From the June 1 edition of Street Roots. Written by Israel Bayer

Saturday, June 2, 2007

If a house falls in Skid Row, does it make a sound?

Recently the US Department of Housing and Urban Development (HUD) announced the “winners” of this year’s McKinney homeless assistance funding. Los Angeles was one of the big losers.

Because of a bureaucratic accounting dispute between HUD and the Housing Authority of the City of Los Angeles, $13 million in Shelter Plus Care supportive housing grants were denied to that community. This, in spite of the fact that Los Angeles has the largest homeless population in the country.

This denial of funds means the loss of permanent housing options for 250 households.

If LA City had lost $13 million in federal funding for policing
Skid Row, the Mayor’s office and our federal representatives would be all over it! The business community and developers would be shouting from the top of City Hall's tower and in every media outlet in town. There would be no worry about political fallout. There would be only righteous indignation that "public safety" was being jeopardized by bureaucrats in Washington, DC.

But where is the political pressure, where is the righteous indignation when it comes to the housing needs of LA's poorest people?

Attempts by community groups to get the Mayor and most of our federal representatives on record against this calamity have proven futile. The only elected officials who responded to the crisis were the City Council who unfortunately have no effective power to influence this situation in the long term. Councilmember Jan Perry understood the impact on her constituents and directed the Housing Authority to transfer alternative resources to the underfunded projects. So again, local government was forced to rob Peter to pay Paul.

No other voices were heard. Only an unnatural silence. Federal political bureaucrats arbitrarily take affordable housing money away from a community that far and away has the largest number of homeless people in the country, and neither the Mayor nor most LA representatives in Congress speak up. Why?

Mayors are in a bind. They depend on the federal government for all sorts of funding, from infrastructure to environment to policing. The housing needs for the country’s poorest people through HUD’s annual McKinney Act allocations is but a small piece of the overall pie. To kick up a ruckus over this cut in homeless funding could, and probably would, put at risk all the other federal money a Mayor requests and needs. This deplorable reality is well understood by every local official who works on issues that rely in whole or in part on federal funding.

But the story is different for our federal representatives. They do not depend on federal funding. They do not depend on HUD. Quite the reverse – they control HUD's pursestrings. The problem is that our federal representatives inevitably follow the Mayor’s lead: If the Mayor says it’s an issue, then it’s an issue. If the Mayor says it ain’t, well then, it ain’t.

When local groups asked their federal elected officials to fight for reinstatement of the $13 million cut, they heard the same refrain: "What does the Mayor think?" When local groups followed up with the Mayor, they were told it would be taken care of… next year.

This explains why local communities continue to see their federal
affordable housing programs decimated with hardly a peep about it in Washington, DC. The situation is not unique to Los Angeles.

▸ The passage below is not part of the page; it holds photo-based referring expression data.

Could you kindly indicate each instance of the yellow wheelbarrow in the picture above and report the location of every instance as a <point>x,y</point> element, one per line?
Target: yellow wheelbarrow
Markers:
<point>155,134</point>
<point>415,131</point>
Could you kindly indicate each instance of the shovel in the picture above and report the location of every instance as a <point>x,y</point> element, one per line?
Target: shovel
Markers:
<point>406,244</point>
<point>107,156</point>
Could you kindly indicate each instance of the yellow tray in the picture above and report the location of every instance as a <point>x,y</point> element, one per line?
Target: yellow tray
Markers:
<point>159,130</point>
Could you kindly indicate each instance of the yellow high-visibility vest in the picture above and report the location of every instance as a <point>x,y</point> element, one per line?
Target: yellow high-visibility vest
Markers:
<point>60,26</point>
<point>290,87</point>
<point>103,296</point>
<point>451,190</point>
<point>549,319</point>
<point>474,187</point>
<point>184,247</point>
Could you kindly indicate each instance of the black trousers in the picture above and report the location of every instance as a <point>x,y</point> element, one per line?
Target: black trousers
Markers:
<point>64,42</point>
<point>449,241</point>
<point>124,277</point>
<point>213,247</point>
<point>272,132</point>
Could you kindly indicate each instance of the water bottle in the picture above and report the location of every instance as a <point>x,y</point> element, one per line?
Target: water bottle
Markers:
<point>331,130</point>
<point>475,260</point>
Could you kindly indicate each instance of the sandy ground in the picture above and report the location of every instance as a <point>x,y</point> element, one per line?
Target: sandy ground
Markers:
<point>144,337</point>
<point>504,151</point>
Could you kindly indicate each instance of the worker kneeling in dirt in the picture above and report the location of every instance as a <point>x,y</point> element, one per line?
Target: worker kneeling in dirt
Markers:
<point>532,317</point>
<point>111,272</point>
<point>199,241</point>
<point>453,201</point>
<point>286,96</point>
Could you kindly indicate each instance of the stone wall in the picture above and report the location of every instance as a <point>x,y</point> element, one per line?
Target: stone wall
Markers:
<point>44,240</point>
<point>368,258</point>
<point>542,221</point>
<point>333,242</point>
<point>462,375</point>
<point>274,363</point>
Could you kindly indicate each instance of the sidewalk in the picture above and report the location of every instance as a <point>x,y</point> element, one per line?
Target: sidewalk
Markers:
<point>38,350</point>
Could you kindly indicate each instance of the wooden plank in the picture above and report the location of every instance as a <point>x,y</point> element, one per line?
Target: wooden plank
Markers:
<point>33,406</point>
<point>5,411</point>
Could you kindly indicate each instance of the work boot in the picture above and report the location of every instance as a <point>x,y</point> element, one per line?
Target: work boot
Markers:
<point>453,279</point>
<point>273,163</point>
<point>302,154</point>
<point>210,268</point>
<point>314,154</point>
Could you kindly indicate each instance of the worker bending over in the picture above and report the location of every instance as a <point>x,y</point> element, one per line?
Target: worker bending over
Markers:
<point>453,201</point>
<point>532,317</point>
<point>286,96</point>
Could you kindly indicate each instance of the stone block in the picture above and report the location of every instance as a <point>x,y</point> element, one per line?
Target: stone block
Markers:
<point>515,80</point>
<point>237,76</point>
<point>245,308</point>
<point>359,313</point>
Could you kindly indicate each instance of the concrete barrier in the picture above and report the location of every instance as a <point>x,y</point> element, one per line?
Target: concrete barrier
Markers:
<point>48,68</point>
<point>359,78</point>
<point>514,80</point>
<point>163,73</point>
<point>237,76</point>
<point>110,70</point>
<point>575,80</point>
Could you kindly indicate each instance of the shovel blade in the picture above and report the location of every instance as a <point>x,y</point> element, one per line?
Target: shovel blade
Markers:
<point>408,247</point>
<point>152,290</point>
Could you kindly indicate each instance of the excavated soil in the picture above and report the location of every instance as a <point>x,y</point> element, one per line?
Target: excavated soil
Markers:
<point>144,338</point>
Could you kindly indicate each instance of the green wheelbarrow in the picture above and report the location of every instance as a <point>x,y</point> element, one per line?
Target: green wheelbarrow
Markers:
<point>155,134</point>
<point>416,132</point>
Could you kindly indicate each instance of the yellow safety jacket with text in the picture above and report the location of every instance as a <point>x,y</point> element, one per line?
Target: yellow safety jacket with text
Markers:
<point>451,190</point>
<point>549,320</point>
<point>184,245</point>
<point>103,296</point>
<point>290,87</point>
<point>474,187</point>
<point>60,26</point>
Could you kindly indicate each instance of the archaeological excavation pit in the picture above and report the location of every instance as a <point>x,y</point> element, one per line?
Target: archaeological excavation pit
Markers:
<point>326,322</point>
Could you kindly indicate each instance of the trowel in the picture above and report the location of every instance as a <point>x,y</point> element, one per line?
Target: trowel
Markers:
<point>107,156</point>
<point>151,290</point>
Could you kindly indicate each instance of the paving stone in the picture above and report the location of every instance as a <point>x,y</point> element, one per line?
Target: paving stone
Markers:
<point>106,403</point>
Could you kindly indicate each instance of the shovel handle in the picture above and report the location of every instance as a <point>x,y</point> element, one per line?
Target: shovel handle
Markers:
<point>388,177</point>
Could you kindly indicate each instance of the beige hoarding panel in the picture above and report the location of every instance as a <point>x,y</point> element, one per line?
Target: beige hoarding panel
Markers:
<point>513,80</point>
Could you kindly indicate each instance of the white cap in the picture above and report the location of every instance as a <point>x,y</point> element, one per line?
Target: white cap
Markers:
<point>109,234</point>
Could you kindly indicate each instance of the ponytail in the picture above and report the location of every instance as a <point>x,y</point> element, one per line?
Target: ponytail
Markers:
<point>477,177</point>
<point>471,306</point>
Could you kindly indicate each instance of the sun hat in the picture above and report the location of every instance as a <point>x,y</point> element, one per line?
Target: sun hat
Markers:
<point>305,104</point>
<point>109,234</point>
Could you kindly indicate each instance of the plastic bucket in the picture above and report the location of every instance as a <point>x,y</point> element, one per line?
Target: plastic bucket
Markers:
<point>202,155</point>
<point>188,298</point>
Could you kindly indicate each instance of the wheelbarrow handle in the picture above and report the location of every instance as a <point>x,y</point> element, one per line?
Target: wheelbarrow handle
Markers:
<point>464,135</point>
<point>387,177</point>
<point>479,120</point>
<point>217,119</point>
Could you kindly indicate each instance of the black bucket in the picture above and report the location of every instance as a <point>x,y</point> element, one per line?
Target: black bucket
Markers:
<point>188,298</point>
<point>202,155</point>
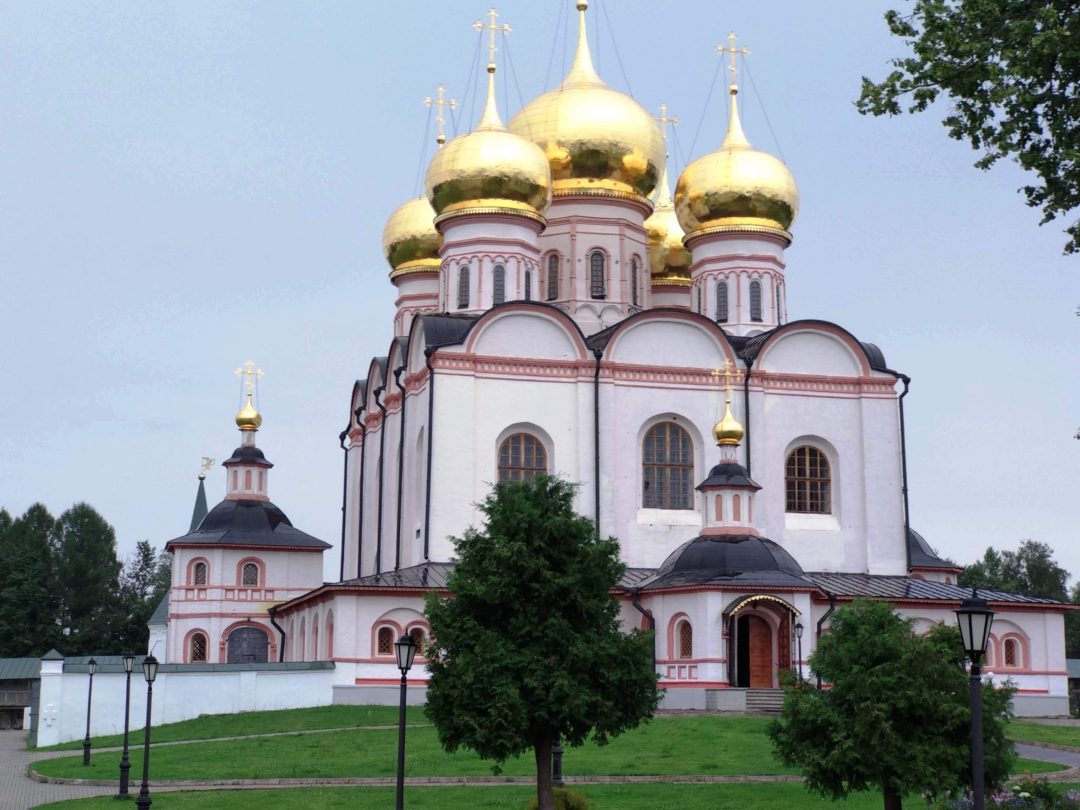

Mayors don't do anything out of fear of biting the hand that feeds them, and federal representatives don't say much as they seem to feel they work for the Mayors rather than the people who elected them and sent them to DC.

Our representatives in Congress are elected by us. They need to hear us, and then they need to deal with federal agencies to ensure that these agencies are accountable and humane to the people in their communities, and that includes homeless people.